À nova geração nós contaremos

A 44ª Assembléia Geral da Conferência Nacional dos Bispos do Brasil, em 2006, tratará da evangelizacao da juventude. A questão é fundamental para a Igreja, não apenas no Brasil, mas em todo mundo. De fato, se a juventude não for evangelizada, haverá uma interrupção na transmissão da fé e isso teria conseqüências muitos sérias para o futuro da própria Igreja.

Mas é preciso dizer logo: a falta de evangelização da juventude não é um problema dos jovens, mas de toda a Igreja e, talvez, denota a insegurança na fé das gerações adultas. De fato, não parece verdade que os jovens sejam hoje menos propensos a crer e praticar a fé do que no passado: eles querem dar um sentido para as próprias vidas e continuam aderindo a muitas propostas religiosas, ou a substitutivos para a religião.

Assistimos hoje a uma grande oferta de opções religiosas para todas as ocasiões, gostos e decisões na vida. Já não se apela tanto à verdade de uma proposta, mas se insiste nos sentimentos e emoções e se promete a eficácia imediata das propostas. As novas gerações defrontam-se com uma grande variedade de possibilidades e caminhos.

Nem sempre seguem a fé dos pais. Por vezes, os pais ficam inseguros, se vale a pena ou, até mesmo, se é justo “ensinar” a própria religião aos filhos; há quem diga que isso fere a autonomia e o direito de livre escolha dos filhos. Para muitos pais, religião não é mais assunto que se trate com os filhos e até o batismo vai ficando de lado. A religião é relegada sempre mais para a esfera privada e subjetiva, na qual cada um faz suas escolhas conforme seus gostos ou conveniências. E, como gostos e conveniências mudam, assim também a opção religiosa pode mudar. Como se não houvesse outros dados referenciais para a fé e a conduta moral, que não o próprio sujeito.

Sempre houve um jeito muito natural de transmitir a fé aos filhos: as mães falavam de Deus aos filhos, ainda pequenos, enquanto lhes ensinavam a falar; contavam as “histórias sagradas”, na medida e no jeito dos pequeninos, e realizavam a sua progressiva inserção na vida da comunidade eclesial, simplesmente levando-os consigo à igreja. A catequese acontecia de maneira espontânea e natural e a transmissão da fé não ficava parecendo um aprendizado intelectual de conteúdos desligados da vida, mas fazia parte da vivência e da educação para a vida.

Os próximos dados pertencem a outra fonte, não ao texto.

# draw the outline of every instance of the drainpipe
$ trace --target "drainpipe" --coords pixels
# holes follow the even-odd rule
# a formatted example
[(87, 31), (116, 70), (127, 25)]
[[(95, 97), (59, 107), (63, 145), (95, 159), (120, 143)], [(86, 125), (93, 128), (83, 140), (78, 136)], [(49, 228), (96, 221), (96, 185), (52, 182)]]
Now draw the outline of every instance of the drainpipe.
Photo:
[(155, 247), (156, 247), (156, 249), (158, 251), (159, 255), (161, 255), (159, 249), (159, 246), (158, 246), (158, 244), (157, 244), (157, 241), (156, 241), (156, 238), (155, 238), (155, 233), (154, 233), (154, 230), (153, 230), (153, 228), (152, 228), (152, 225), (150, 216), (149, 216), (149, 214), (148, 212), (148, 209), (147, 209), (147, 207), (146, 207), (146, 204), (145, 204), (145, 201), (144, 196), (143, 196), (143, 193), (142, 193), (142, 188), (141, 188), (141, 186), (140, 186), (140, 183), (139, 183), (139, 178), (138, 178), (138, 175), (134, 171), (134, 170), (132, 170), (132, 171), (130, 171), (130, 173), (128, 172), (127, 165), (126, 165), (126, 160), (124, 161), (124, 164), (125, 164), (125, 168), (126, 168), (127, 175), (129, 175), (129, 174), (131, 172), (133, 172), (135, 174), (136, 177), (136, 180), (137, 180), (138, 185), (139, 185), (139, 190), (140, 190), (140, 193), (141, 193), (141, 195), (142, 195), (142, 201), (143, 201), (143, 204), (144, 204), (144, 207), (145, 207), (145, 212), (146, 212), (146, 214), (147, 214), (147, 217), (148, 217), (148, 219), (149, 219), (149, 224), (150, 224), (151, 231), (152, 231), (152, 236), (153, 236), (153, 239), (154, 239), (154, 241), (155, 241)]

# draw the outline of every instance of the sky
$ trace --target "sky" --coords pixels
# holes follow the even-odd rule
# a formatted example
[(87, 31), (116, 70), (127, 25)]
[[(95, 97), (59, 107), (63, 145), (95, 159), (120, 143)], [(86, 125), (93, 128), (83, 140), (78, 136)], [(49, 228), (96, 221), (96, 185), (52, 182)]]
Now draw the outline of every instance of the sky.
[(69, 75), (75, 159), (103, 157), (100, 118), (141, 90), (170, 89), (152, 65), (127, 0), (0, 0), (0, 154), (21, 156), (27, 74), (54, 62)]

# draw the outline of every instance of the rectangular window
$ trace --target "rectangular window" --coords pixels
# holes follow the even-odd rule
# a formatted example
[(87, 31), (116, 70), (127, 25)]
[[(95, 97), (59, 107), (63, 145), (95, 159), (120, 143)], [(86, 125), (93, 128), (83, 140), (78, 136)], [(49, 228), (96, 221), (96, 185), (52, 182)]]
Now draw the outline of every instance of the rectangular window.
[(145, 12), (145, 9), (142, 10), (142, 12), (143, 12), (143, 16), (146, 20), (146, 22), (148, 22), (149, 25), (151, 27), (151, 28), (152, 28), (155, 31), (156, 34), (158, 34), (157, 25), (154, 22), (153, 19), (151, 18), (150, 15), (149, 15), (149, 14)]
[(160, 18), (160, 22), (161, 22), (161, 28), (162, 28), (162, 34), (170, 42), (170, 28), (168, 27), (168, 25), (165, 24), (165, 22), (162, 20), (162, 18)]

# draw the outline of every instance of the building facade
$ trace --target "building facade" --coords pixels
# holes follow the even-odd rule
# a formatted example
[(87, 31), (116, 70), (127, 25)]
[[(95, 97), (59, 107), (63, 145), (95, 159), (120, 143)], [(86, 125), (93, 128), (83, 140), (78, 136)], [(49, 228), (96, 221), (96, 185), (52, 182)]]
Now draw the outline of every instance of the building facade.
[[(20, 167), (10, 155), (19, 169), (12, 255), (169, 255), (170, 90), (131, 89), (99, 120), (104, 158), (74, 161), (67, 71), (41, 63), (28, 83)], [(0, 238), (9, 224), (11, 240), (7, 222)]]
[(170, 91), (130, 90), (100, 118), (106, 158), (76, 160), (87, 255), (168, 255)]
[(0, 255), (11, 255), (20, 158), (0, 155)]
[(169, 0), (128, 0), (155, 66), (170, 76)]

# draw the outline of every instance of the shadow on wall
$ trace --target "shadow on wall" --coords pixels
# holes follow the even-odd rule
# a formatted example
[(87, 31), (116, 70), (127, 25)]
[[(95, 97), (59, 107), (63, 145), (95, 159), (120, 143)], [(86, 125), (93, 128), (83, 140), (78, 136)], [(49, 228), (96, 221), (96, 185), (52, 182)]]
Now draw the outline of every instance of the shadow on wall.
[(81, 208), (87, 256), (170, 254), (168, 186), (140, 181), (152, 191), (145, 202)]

A evangelização da infância e da juventude não depende tanto de estratégias e métodos complicados, ou de decisões da autoridade da Igreja. Bem mais simplesmente, ela requer a convicção e o testemunho de fé das gerações adultas e a alegria de comunicar aquilo que dá força e esperança à própria vida.

Era assim que se fazia a transmissão da fé no tempo dos patriarcas e profetas, antes de Cristo: “Uma idade conta à outra as vossas obras e publica os vossos feitos poderosos; de vossa imensidade todos falam e exaltam, ó Senhor, vossa justiça” (cf Sl 144[145], 4-7). Os pais narravam as obras de Deus e o exemplo dos patriarcas aos filhos, aos netos, às jovens gerações, aos estrangeiros… Era um privilégio, ao qual os adultos não renunciavam: “Tudo o que ouvimos e aprendemos, aquilo que nos transmitiram nossos pais, não haveremos de ocultar a nossos filhos, mas à nova geração nós contaremos” (Sl 77[78], 3-4).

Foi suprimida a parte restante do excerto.